FHFA cancels loan fees slated to become effective in August. Based on feedback, it says implementation is “challenging.” NAR calls it a good decision.
WASHINGTON – The Federal Housing Finance Agency (FHFA) says it has rescinded the upfront fees once slated to go into effect in August.
The fees – based on borrowers’ DTI ratios (debt-to-income) for loans acquired by Fannie Mae and Freddie Mac – were already delayed in a March FHFA announcement, saying it needed more time to “engage with industry stakeholders and better understand their concerns.”
“I appreciate the feedback FHFA has received from the mortgage industry and other market participants about the challenges of implementing the DTI ratio-based fee,” says Director Sandra L. Thompson. “FHFA will provide additional transparency on the process for setting the Enterprises’ single-family guarantee fees and will request public input on this issue.”
“We are pleased that our advocacy efforts on behalf of our 1.5 million members and their clients were successful,” says National Association of Realtors® (NAR) President Kenny Parcell said following the announcement. “We applaud the FHFA for listening to the industry’s concerns by choosing to drop this fee on borrowers with higher debt-to-income ratios. It would have imposed a cost on borrowers at a time in the market when affordability is already stretched and only made them riskier.

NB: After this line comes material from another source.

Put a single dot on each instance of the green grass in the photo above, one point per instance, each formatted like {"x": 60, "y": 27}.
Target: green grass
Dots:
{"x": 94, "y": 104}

“We look forward to a thoughtful and deliberate process for the public, industry and the regulators to clarify misconceptions and to arrive at the best policy for homebuyers and the market.”
Under the Enterprise Regulatory Capital Framework finalized in 2020, Fannie Mae and Freddie Mac must have capitalization requirements to ensure “they are well positioned to meet their mandate of providing liquidity and stability to the secondary mortgage market and supporting access to affordable mortgage credit throughout the nation.” The fees support that capitalization.